Bildiğiniz gibi geçen dönemin ilk haftalarında kar tatili gibi nedenlerden dolayı bayağı bir ders iptal olmuştu. Buna bir dersimin ders saatlerinde yapmış olduğum değişiklik de eklenince dönem ortasına gelmemize rağmen halen ders saatlerimin zamanları kafamda oturmamıştı. Oluşan karışıklıktan dolayı 2:40'ta olan bir dersim 3:40 olarak aklımda kalmış. O gün saat 2:40’ı geçmesine rağmen ben hala ofisimde çalışmaya devam ediyordum. Sağ olsun dersimi alan bir grup öğrenci ofisime gelip 'Hocam biz sınıfa geldik ama sizi göremedik. Size birşey olmasından endişe ettik, size bir bakmak için geldik' dediler. Normalde bildiğiniz üzere ögretim üyesi 10-15 dakika gelmeyince sınıf kayboluyor. Benim durumum farklı gelişti. Öğrenciler beni merak etmişler, bizzat beni aramışlar.
Sorumlu ve arkadaşça tavırları beni o an çok duygulandırmıştı. Tabii hemen sınıfa inip derse başladık. Geldiğimde sınıfın tamamına yakınının bulunması da beni daha da motive etmişti ve duygulandırmıştı. Okulda geçirdiğim 8 senenin en anlamlı anılarından biriydi.
Biraz da öğrencileri çekiştirelim. "Bunun için de mail atılır mı yahu" dediğiniz durumlar oldu mu hiç, isim vermeden bizimle paylaşır mısınız? :)
Bir öğrencim: 'Ben derse çalışamadım. Bundan dolayı bu haftaki sınavınıza girmek istemiyorum lütfen beni bu sınavdan muaf tutun. Telafi sınavını almak istiyorum. Rapor da alıp size durumu hiç anlatmayabilirdim. Ama size dürüst davranmak istedim Hocam. Bundan dolayı beni muaf tutun lütfen.' diye mail atmıştı. Alacağı cevabı bildiği için gereksiz bir maildi. Kendisine bu maili hiç almadığımı farz et ve git raporunu al cevabını verdim :)

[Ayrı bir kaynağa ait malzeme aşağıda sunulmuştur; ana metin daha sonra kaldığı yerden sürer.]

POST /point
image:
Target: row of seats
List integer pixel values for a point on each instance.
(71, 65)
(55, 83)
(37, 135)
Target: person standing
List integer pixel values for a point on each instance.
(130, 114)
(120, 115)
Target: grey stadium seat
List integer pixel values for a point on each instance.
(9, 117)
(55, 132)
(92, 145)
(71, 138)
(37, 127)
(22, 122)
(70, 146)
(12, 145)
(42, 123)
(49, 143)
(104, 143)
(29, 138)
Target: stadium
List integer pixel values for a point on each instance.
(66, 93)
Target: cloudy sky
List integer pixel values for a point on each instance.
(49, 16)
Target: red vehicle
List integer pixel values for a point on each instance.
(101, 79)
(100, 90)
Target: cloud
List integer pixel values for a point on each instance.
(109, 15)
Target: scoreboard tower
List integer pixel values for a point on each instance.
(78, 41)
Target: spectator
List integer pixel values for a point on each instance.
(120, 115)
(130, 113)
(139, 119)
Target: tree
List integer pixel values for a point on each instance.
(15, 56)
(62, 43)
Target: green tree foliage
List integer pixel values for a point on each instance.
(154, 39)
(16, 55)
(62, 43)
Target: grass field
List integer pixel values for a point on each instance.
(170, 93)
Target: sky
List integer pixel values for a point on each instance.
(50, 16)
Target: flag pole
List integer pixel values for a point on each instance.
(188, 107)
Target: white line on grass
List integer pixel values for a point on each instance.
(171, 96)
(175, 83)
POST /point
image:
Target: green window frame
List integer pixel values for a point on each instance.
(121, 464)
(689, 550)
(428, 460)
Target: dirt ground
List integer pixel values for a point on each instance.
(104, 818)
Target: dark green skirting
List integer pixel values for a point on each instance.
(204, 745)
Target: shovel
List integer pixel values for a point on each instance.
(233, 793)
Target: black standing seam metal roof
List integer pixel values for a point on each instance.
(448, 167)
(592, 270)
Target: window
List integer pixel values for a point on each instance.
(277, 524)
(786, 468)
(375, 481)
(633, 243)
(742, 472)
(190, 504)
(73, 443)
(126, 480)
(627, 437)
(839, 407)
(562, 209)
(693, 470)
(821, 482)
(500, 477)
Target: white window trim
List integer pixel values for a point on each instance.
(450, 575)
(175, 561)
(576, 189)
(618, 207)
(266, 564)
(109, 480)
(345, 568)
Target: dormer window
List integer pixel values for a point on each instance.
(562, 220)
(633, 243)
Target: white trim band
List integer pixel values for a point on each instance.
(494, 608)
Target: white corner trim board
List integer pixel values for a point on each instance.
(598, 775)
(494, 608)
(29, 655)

Peki son olarak sizden objektif bir tavsiye alalım, gizli bir karışımınız olsa öğrencilerinize bir tutam ne katmak isterdiniz?
Ben bir tutam savaşçı kişilik katardım. Öğrencilerimi çok severim. Her birinin benim için ayrı değeri var. Eleştirel açıdan bakarsam hemen her birinde gözlemlediğim karşılaştıkları zor bir durum karşısında savaşmıyorlar, zaten yapamam deyip çaba göstermiyorlar ve mücadeleyi kolayca bırakıyorlar. Savaşçı kişiliklerinin olması ve zorluk derecesi yüksek sorunlarla mücadele etmeleri kendilerini ve kariyerlerini geliştirme, kişiliklerini bulma ve saygı görme adına son derece önemli diye düşünüyorum.